In its final arguments, MultiChoice said that encryption is not required for the broadcast of HD content by free-to-air broadcasters as specifications already exist to protect this type of content.

MultiChoice added that encryption is also not required to protect local manufacturers.

“The department of trade and industry has imposed an import duty of 15% on all imported STBs,” said MultiChoice.

“Government controls the purse strings.
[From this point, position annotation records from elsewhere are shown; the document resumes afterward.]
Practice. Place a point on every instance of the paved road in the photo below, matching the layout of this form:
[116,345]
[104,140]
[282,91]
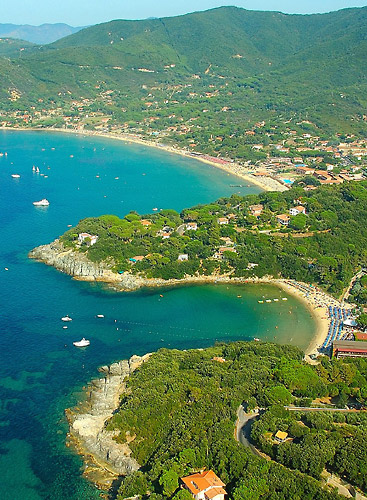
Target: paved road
[243,429]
They issue the tender and decide who gets the contracts for the manufacture of the 5 million boxes and can direct those orders to local manufacturers,” MultiChoice added.

Fin24 asked e.tv to comment on M-Net’s bid to challenge the SCA ruling and on MultiChoice’s arguments regarding encryption of STBs.

However, the broadcaster has opted not to comment at this stage.

“e.tv’s legal team has commenced preparing their legal papers and will not be commenting at this stage,” Vasili Vass, group head for e.tv’s corporate affairs said in a brief email statement to Fin24.

In the meantime, MultiChoice is standing firm on its stance that encryption is unnecessary.

“It is patently clear that encryption is not necessary, is expensive, is not policy in any major countries in the world, will be harmful to the poor and is not required for a quick and smooth migration process,” said the company.

“On the contrary, adding encryption technology will lock South Africa into an old world forever and a day, will benefit only a few with vested commercial interests and is anti-poor,” added MultiChoice.